Она отвернулась, достала скомканный носовой платок, высморкалась тихонько. Потом подалась вперед, навалившись на стол, глянула близко – белки глаз водянистые, в красных прожилках:
– А иногда… Грех, конечно, но ведь доведет, нет-нет да подумаешь: лучше б уж умер, чем так!
На оконном стекле появились жидкие росчерки: опять начинался дождь.
– И ведь что случись – даже обратиться не к кому, на скорой-то в тот раз как они ругались: зачем, кричат, опять к нам привезли, у нас дети, семьи…
Михаил поднялся: надо накапать ей. Прошел за ширму, налил в стакан воды из графина. Опять я про чайник забыл… Черт, от меня, кажется, несет кошачьей мочой. Накапать, таблетки для Гены выдать и отпустить. Ну, телефон свой написать на всякий случай… И пусть уж она идет, с этой своей сумкой, как со старой покорной собакой.
Наркоманы, конечно, были проблемой.
Наркоманы были той еще задачей! Но в целом он, что надо делать, понимал. Справлялась ведь Европа, Америка; да хоть и Питер, например, где ездил автобус «Помощи без границ». Баженов, конечно, город маленький, автобус никто не выделит. Но какой-нибудь подвал-то найдется? Он написал заявление в городскую думу и вскоре был приглашен на заседание.
Депутаты – все, словно в форме, в черных пиджаках – расселись за массивным дубовым столом. Места для публики пустовали, только у самой стены притулился отец Игорь – впрочем, Михаил тогда еще не знал, как его зовут: священник и священник, подрясник черный, крест на груди, очки в тонкой оправе. Рядом с ним сверкал пуговицами и звездами осанистый полицейский чин.
– Я правильно расслышал? – У священника покраснели кончики ушей. – Вы хотите открыть пункт обмена, извините, использованных шприцев на новые?
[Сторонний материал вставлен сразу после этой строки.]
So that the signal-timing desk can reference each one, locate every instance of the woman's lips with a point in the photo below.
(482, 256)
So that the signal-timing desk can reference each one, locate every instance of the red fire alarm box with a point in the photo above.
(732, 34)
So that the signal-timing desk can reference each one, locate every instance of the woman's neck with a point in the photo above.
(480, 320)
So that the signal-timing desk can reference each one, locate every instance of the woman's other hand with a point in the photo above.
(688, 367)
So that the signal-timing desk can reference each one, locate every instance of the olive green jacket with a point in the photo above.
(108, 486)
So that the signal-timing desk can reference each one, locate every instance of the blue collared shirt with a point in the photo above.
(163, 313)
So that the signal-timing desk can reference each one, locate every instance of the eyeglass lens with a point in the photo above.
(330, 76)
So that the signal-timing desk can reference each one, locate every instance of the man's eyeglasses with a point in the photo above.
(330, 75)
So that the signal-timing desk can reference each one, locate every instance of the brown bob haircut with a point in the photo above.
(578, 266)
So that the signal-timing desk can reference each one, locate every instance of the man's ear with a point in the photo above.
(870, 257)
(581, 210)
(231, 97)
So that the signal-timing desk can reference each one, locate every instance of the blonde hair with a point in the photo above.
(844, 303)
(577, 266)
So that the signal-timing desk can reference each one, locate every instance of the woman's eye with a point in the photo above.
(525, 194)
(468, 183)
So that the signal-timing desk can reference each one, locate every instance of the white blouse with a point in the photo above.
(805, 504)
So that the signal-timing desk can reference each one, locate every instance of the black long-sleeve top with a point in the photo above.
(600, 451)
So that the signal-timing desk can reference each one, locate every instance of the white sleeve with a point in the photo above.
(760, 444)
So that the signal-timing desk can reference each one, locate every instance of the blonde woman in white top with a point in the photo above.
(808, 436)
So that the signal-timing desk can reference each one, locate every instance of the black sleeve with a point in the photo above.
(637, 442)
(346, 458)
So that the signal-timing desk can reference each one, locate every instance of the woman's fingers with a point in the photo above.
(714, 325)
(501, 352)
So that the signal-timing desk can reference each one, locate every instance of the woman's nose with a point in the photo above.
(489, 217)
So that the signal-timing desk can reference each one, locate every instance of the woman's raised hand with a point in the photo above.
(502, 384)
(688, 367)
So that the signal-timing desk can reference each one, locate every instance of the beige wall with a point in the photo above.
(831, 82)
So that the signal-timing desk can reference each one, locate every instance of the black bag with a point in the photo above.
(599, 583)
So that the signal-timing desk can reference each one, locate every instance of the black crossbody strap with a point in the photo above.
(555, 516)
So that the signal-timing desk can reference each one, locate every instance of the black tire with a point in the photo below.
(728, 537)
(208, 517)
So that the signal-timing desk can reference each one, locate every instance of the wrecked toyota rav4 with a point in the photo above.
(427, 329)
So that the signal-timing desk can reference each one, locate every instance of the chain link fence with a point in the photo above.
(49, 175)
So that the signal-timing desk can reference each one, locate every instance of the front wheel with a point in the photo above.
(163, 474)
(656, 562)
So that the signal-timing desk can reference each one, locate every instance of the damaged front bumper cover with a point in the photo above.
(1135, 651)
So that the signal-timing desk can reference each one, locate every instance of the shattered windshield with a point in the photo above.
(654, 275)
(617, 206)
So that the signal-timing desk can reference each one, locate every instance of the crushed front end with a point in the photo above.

То есть что – колитесь, братья? Убивайте себя?
– Наркозависимость для человека беда, никто не спорит. – Михаил поднялся и сделал шаг вперед. – Но давайте хотя бы от другой беды его спасем: не дадим заразиться ВИЧ-инфекцией.
Он был логичен, ему казалось. Выступал с точки зрения здравого смысла. Но депутаты все как один проголосовали против. Вовремя встрял служитель культа!
Сев на место, Михаил отвернулся от отца Игоря и невольно уперся взглядом в звездно-пуговичный блеск. Прищурился. Ладно, батюшка… Мы не гордые, мы с другой стороны зайдем.
– Скажите, у вас в милиции…
– В полиции, – поправили его. – Теперь надо говорить: в полиции. Привыкайте.
– У вас в полиции есть отдел по борьбе с наркотиками?
– С незаконным оборотом наркотических веществ. – Звезды-и-пуговицы явно исполнился презрения к неточности его формулировок. – Да, такой отдел имеется.
Михаил помолчал, подбирая слова.
– Будьте любезны, скажите, кто им руководит.
Дверь с табличкой «Капитан Калашников К. П.» открылась в прокуренную каморку с решеткой на давно не мытом окне. Со стены смотрел канонизированный конторой Дзержинский: «Отсутствие у вас судимости – не ваша заслуга, а наша недоработка». Михаил еще отметил конфетницу, в которой здесь тушили окурки, – она была хрустальная, но матовая от пепла.
Хозяин каморки сидел за столом, уставив на Михаила черные и круглые, как у птицы, глазки. Кирилл, стало быть, Петрович… Через нос его тянулся шрам, череп был обрит. Само собой вспомнилось прозвище – Киллер.
– Можешь так и звать, все зовут. А чё с аптеч-кой-то пришел? – Киллер задрал брови, разглядывая кожаную сумку с выдавленным на ней крестом. – Думаешь, я тут внезапно заболею?
Смех у него был неприятный, мокрый, похожий на бульканье.
– Не исключено, – сухо ответил Михаил.
– Ты и на думу с этим хозяйством ходил? Не, их не вылечить… – Киллер выдвинул верхний ящик стола, сунул туда руку, вытащил сигаретную пачку. – А про наших с тобой недальновидных друзей… – Выщелкнул из пачки сигарету, закурил. – Про наших друзей, страдающих прискорбной зависимостью от химических агентов, я тебе так скажу: не наркомания корень зла в этом мире.